Updated

President Obama personally ordered the release of some CIA memos on tough interrogation techniques in play after the 9/11 attack, and I say good. I want a national debate on the issue.

Here are the headlines Friday in The New York Times and The Washington Post. The Times opining: "Memos Spell Out Brutal CIA Mode of Interrogation." The Post bannering: "New Interrogation Details Emerge." Quite a difference, right?

The Times takes the far-left view that any rough stuff is torture. That newspaper wants no coerced interrogation at all. If you go beyond posing questions in an even voice, you are torturing, according to The Times.

Although a left-leaning paper as well, The Washington Post at least presents both sides of the story and does not use editorial opinions in its headlines, as The Times did Friday.

By the way, that is a breech of journalistic standards. I'm sure the Columbia Journalism Review will point that out in its next edition.

The debate is fairly simple. No rough stuff at all, as opposed to the limited use of harsh techniques which have produced lifesaving information.

According to the memos, water-boarding was used on just three people and produced good intel. A doctor was standing by during the process, which lasted less than 40 seconds. Sleep deprivation, cold rooms, and the threat of a caterpillar were also used on captured terrorists — about 30 of them — the CIA questioned.

Writing in The Wall Street Journal Friday, former CIA Chief Michael Hayden and former Attorney General Michael Mukasey say:

"The (harsh) techniques themselves were used selectively against only a small number of hard-core prisoners who successfully resisted other forms of interrogation, and then only with the explicit authorization of the director of the CIA ... fully half of the government's knowledge about the structure and activities of Al Qaeda came from those interrogations."

But the Obama administration now says it will not use those techniques. So if Americans are killed again by terrorists, the process of striking back will obviously be much harder.

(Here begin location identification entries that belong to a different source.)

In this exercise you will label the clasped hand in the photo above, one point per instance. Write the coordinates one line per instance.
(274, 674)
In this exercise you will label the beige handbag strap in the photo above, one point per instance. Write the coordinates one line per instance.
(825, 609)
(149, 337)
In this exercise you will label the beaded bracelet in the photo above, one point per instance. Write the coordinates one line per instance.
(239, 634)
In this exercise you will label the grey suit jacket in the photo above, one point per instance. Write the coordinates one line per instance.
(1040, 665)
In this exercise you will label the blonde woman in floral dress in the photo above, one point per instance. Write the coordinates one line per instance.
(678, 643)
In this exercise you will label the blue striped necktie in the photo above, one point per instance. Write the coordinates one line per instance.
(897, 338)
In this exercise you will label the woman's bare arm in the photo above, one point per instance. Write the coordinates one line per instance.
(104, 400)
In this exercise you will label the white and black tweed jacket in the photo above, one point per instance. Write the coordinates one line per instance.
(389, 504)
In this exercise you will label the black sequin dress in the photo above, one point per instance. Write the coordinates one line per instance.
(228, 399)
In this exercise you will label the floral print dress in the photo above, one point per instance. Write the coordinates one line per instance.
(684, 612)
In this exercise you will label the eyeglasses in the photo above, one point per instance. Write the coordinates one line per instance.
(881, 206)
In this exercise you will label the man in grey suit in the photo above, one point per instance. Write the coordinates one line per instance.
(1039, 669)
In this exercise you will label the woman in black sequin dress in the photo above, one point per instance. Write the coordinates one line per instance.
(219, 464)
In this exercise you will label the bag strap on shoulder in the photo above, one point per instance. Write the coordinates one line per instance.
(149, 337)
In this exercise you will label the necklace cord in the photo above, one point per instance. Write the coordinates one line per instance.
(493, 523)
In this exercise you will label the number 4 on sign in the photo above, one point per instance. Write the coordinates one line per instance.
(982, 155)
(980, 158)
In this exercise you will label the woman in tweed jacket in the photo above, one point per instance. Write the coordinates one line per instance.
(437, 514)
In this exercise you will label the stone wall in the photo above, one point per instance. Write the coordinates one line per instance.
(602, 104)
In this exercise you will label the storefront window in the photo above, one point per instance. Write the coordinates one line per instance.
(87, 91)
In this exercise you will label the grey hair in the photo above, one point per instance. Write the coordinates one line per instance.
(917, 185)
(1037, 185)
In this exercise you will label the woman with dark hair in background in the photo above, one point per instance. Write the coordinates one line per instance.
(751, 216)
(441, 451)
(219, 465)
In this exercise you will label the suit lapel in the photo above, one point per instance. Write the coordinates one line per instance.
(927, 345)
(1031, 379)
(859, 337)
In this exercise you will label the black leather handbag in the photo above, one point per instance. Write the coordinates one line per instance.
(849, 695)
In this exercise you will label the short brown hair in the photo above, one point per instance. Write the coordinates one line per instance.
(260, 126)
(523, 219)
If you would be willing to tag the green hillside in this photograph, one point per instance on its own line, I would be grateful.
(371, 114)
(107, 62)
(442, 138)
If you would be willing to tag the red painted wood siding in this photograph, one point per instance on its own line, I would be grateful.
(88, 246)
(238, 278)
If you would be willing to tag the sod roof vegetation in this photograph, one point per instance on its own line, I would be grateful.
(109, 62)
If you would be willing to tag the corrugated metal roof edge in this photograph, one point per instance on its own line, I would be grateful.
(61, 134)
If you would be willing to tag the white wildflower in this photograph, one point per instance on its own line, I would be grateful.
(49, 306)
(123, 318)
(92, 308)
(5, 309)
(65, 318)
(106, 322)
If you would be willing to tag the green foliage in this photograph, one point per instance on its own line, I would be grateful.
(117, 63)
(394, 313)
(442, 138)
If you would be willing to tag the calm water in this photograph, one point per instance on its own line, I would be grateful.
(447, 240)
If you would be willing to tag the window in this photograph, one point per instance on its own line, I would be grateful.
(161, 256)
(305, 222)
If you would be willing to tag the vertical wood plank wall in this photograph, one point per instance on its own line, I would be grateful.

It is your duty as citizens to make the call here.

The left-wing media has sold the world a brutal falsehood: that we are a torture nation, that the USA indiscriminately and sadistically harmed human beings on a massive scale. The New York Times and NBC News have made a campaign out of this propaganda.

To his credit, President Obama has shut down any mechanism that would allow a witch hunt over harsh interrogations. But it is clear that the president is playing to his committed left-wing base by sympathizing somewhat with the witch-hunters.

It is the president's job to protect Americans from harm, and like him or not, President Bush did that after 9/11. It remains to be seen whether Mr. Obama's anti-terror vision will be more effective.

And that's "The Memo."

Pinheads & Patriots

Late Friday afternoon, Captain Richard Phillips arrived back home in Vermont. As you may know, the captain gave himself up to those pirates so his crew members could remain free. Then he was dramatically rescued by Navy SEALs.

This is a terrific story. Hopefully we'll be able to talk to the captain next week, and he is definitely a patriot.

On the pinhead front, 59-year-old Ann Bruno, who runs a costume shop in Rhode Island, has been charged with cyber-stalking one of her competitors. When a local TV news crew went to ask Ms. Bruno about it, here's what happened:

Click here to watch "Pinheads & Patriots"!

(BEGIN VIDEO CLIP)

UNIDENTIFIED MALE: I wanted to ask you about the — OK, seriously, ma'am, I wanted to ask you about the police charging you with cyber-stalking.

ANN BRUNO, COSTUME SHOP OWNER: What does that mean?

UNIDENTIFIED MALE: Do you want to take the bunny head off, please?

BRUNO:OK.

UNIDENTIFIED MALE: Do you want to take that mask off, please?

BRUNO: My name is Bootsy.

UNIDENTIFIED MALE: Can you please take the mask off, please?

BRUNO: This isn't a mask. I'm Bootsy. Bootsy.

(END VIDEO CLIP)

Hope she shows up to court that way. And I think it's safe to say Ms. Bruno is a pinhead, and so are the masks.